Economicismo y literatura
El mundo literario languidece extraviado en la intransitable fronda de su insoportable ego. No consiente que el lector lo rehuya y mire con desdén para abrazar la propensión «todista» y, en esa militancia, creerse un todo literario dentro de la nada que hoy contiene este mundo, y que contradice el sano espíritu nihilista que propugnaba para él la nada como suelo y cielo de toda esa nadería existencial e intelectual que lo enjaeza.

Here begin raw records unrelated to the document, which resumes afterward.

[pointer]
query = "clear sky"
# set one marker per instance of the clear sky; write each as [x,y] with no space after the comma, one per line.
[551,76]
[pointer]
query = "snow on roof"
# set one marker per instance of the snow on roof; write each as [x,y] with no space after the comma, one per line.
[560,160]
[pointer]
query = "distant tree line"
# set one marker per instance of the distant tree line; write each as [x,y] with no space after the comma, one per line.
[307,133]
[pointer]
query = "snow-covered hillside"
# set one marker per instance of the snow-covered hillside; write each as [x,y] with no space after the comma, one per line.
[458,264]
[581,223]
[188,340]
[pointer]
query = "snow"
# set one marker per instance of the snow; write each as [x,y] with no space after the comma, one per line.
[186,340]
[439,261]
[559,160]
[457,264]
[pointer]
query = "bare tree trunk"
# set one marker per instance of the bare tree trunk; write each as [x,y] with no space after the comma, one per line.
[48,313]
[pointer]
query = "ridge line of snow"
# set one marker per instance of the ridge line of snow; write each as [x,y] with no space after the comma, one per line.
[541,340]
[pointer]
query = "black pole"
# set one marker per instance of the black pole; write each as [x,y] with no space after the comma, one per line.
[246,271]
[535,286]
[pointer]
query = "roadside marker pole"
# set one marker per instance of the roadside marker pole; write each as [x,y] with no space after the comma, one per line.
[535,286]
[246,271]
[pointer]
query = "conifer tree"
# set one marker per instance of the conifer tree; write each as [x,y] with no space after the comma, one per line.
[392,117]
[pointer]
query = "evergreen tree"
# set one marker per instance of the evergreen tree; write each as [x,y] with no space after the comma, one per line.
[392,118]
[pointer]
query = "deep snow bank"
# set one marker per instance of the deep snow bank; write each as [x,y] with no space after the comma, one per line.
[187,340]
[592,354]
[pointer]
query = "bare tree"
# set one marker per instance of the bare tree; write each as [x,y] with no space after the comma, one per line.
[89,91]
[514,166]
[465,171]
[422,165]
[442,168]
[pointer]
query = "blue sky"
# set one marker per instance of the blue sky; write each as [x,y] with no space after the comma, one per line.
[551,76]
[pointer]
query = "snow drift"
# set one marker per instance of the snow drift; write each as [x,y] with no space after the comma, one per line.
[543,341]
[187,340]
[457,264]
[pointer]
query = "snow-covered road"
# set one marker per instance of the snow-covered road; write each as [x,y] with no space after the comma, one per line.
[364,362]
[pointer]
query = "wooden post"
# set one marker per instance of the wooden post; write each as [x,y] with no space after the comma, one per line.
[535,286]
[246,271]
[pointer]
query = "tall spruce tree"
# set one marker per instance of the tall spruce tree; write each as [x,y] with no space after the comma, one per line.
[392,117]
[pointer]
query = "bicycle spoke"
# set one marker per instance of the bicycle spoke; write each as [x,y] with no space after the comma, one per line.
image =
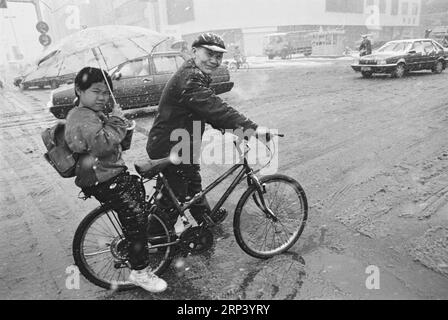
[264,236]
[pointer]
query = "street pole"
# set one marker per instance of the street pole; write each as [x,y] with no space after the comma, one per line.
[36,4]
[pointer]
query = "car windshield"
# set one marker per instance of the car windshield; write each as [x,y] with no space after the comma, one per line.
[395,47]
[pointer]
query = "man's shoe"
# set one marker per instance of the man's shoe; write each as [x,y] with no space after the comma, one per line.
[219,216]
[147,280]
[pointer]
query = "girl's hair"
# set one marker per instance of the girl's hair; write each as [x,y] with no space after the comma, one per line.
[88,76]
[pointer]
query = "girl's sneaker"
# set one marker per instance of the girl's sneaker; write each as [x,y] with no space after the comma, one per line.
[147,280]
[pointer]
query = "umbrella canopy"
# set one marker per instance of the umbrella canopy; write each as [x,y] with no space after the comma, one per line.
[104,46]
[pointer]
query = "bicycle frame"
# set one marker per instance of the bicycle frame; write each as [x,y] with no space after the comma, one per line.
[245,172]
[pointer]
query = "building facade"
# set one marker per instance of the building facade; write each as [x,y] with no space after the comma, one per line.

En la festiva deriva de este proceder creativo, se abroga en ellos toda esperanza de construir un mito capaz de sublimar a una selecta minoría que a su vez lo catapulte a las cumbres del éxito y desde allí a la rentabilidad económica. Y lo intentan con obras sin obra y mucho autor, añorando, sin éxito, el milagro. Y de ese fracaso culpan al lector, por aspirar a ser creador y apartarse así de esa inopia nihilista que antaño lo dimensionaba, ávido siempre del desconocimiento, motor de todo conocimiento. Porque abrazar la nada en creación significa eso mismo, aspirar a todo por la certera vía de negarlo todo, nombrándolo nada para no dejar de ir escalando ese imposible que lo contempla.
No es perverso el lector-autor, ni es él quien se ha apartado del intelecto, sino la banalización de la creación con fines economicistas, intentando atarlo a una literatura de entretenimiento, desatendida de los tortuosos senderos que jalonan los mundos del pensamiento y cuajan de intrascendencia el acto creativo.